Hal tersebut menjadi suatu keharusan dikarenakan terlalu banyak unsur dalam birokrasi yang tersusun dan bekerja dalam hubungannya yang fragmented dan mengedepankan ego sektoral. 3) Mengintegrasikan administrasi pelayanan perizinan, demi terciptanya pelayanan yang terintegrasi dan tidak terbelit-belit. 4) Pengembangan penatalaksanaan, diperlukan untuk mencapai target-target kerja administrasi dengan menghilangkan berbagai duplikasi dan inefisiensi prosedural. 5) E-Office, sebagai langkah untuk meningkatkan efisiensi dan efektivitas kinerja perlu untuk dipercepat pelaksanaan digitalisasi pelayanan publik.
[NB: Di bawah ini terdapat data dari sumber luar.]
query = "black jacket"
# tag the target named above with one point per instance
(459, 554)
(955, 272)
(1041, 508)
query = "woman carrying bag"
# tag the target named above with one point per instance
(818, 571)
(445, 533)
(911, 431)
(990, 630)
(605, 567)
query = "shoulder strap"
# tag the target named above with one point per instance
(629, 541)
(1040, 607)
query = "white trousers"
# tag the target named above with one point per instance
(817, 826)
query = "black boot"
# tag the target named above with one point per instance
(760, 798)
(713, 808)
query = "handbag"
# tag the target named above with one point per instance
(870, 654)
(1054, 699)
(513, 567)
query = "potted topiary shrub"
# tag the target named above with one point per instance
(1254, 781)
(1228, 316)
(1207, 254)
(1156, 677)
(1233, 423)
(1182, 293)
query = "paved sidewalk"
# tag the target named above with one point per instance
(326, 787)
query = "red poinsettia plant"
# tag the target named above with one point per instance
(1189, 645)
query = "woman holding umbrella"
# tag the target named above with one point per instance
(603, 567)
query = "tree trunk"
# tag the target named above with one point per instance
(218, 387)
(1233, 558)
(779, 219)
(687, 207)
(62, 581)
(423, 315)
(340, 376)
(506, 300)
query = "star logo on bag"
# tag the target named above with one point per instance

Saat ini komitmen pemerintah dalam mempercepat trasformasi layanan digital perlu kita dukung demi terciptanya kinerja pemerintah yang berbasis digital. 6) Rekrutmen dan promosi aparatur secara terbuka, juga upaya dalam rangka terciptanya SDM Aparatur yang profesional dan kompeten.
Kesetaraan dan Keberpihakan pada yang Lemah
Aspek ini sangat penting bagi terwujudnya birokrasi yang progresif. Seluruh sektor pelayanan publik idealnya memberikan pelayanan prima kepada seluruh masyarakat, tanpa membeda-bedakan status sosial, ekonomi dan politik dari penerima layanan (masyarakat).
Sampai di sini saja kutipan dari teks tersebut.